主なポイント:
- バンガード・S&P 500グロースETFは先月13%のリターンを記録し、バリューETFの4%の上昇を大幅に上回りました。
- 過去のデータによると、グロース・ファンドがバリュー・ファンドを1カ月で10ポイント以上アウトパフォームした後、続く12カ月間でさらに平均10ポイントの超過収益を上げる傾向があります。
- アナリストは、グロース・ファンドの2027年の増益率を21%と予想しており、バリュー・ファンドの12%を大きく上回る見通しが、継続的な強さを裏付けています。
主なポイント:

グロース株はこの1カ月でバリュー株を決定的に引き離しました。バンガード・S&P 500グロース・インデックス・ファンドETF(VOOG)が13%急騰したのに対し、同等のバリュー・ファンドの上昇率は4%強にとどまりました。
バロンズ紙が報じたダウ・ジョーンズの市場データ分析によると、「グロース・ファンドが1カ月間でバリュー・ファンドを10パーセントポイント以上アウトパフォームした後、グロース・ファンドはその後12カ月間、平均してさらに10ポイントも優れたパフォーマンスを維持する」といいます。
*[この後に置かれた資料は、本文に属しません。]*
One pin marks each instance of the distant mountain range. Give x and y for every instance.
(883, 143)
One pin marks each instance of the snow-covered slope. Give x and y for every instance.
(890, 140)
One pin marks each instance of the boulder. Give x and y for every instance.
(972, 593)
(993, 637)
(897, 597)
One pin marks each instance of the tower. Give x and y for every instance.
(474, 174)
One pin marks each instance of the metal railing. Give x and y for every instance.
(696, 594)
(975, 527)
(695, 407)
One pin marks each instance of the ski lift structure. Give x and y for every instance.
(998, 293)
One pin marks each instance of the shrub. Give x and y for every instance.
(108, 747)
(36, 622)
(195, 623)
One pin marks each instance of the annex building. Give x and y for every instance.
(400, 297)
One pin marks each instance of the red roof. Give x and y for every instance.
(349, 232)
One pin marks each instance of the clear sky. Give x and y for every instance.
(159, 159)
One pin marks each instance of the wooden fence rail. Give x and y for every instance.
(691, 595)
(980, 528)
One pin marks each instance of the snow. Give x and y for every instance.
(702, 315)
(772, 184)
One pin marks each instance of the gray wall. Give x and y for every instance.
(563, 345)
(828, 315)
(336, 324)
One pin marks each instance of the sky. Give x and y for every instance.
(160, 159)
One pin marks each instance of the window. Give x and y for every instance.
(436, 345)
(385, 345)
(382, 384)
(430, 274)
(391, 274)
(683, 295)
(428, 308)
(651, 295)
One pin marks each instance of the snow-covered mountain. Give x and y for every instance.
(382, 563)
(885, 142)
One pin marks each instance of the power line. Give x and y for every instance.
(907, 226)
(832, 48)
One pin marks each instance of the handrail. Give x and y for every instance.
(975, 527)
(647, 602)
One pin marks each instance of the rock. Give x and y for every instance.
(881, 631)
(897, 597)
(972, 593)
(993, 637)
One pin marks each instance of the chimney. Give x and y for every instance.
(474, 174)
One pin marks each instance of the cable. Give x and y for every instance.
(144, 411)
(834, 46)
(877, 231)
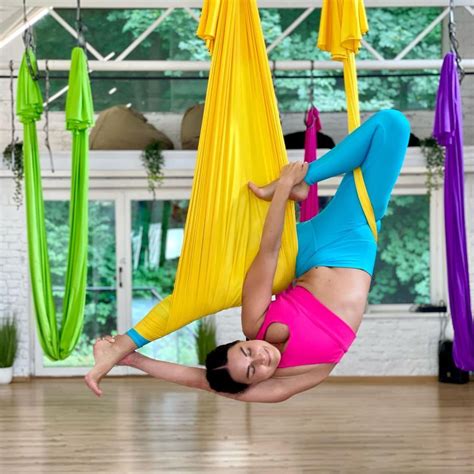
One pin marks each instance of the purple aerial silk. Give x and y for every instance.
(310, 206)
(448, 132)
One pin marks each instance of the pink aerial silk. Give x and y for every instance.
(310, 206)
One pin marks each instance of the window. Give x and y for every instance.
(175, 39)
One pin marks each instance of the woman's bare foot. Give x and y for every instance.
(298, 193)
(107, 352)
(129, 359)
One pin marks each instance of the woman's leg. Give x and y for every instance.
(378, 147)
(339, 235)
(153, 326)
(106, 355)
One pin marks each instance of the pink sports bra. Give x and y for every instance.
(317, 335)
このラリーは、人工知能(AI)データセンターへの強い需要を背景としたエヌビディア(Nvidia Corp.)やアドバンスト・マイクロ・デバイセズ(Advanced Micro Devices Inc.)などの半導体株の急騰に加え、マイクロソフト(Microsoft Corp.)といった主要なソフトウェア銘柄の回復によって加速しました。このアウトパフォームは非常に顕著で、月間の格差がこれほど拡大した過去10回のうち9回において、グロース株はその後1年間バリュー株をリードし続けました。
投資家にとっての重要な疑問は、このトレンドが持続可能かどうかです。アナリストがグロースETFの2027年の利益成長率を21%と予測しており、これはバリュー・ファンドに期待される12%を大きく上回っています。AI関連投資が失速しない限り、この勢いは持続する可能性があります。
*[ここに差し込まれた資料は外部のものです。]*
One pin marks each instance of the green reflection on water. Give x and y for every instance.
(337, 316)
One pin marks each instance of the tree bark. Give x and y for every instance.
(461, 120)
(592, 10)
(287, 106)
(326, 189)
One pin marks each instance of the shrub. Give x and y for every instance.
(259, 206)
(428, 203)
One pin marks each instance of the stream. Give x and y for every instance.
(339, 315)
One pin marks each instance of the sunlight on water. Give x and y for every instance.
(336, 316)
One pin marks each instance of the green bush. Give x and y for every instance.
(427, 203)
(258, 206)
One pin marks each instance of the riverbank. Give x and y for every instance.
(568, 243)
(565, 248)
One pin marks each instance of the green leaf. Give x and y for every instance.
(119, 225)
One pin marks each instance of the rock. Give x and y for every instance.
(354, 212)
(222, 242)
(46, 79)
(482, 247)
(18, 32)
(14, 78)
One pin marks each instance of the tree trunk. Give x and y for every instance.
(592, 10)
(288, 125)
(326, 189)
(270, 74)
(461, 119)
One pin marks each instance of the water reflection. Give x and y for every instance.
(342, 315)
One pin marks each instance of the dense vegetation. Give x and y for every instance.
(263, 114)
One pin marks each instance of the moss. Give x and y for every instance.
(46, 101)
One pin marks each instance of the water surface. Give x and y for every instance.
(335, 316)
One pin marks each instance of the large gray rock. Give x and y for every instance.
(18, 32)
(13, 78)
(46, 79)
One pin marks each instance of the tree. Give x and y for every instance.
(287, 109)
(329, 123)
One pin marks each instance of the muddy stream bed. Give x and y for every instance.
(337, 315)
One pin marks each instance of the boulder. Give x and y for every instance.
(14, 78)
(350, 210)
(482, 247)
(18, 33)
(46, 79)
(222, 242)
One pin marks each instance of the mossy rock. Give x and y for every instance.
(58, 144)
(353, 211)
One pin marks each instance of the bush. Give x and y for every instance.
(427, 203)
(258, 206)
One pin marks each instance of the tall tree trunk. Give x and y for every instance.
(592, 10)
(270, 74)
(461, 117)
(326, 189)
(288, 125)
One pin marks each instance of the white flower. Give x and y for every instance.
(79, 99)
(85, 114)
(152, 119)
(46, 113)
力強い上昇にもかかわらず、グロース株のバリュエーションは近年の歴史と比較して過度に割高であるようには見えません。現在、グロースETFは予想利益の22倍弱で取引されており、これはバリュー・ファンドの約18倍という倍率に対して約4ポイントのプレミアムです。過去数年間のさまざまな時点において、このバリュエーションの差は10ポイントを超えていました。
過去のデータで唯一アンダーパフォームした例は2020年7月に発生しました。その時期は、新型コロナワクチンの普及と大幅な財政刺激策によって景気が幅広く回復する直前であり、全般的な企業利益が押し上げられ、より割安なバリュー株が好まれた時期でした。堅調ながら過熱していない労働市場と根強いインフレを特徴とする現在の経済状況は、同様の広範な急増を指し示しておらず、自ら成長を生み出せる企業が引き続き評価されることを示唆しています。
売上高と利益の優れた成長に関するアナリストの予測が維持される限り、これらの好調な銘柄を保持し続ける根拠は揺るぎません。
この記事は情報提供のみを目的としており、投資勧誘を目的としたものではありません。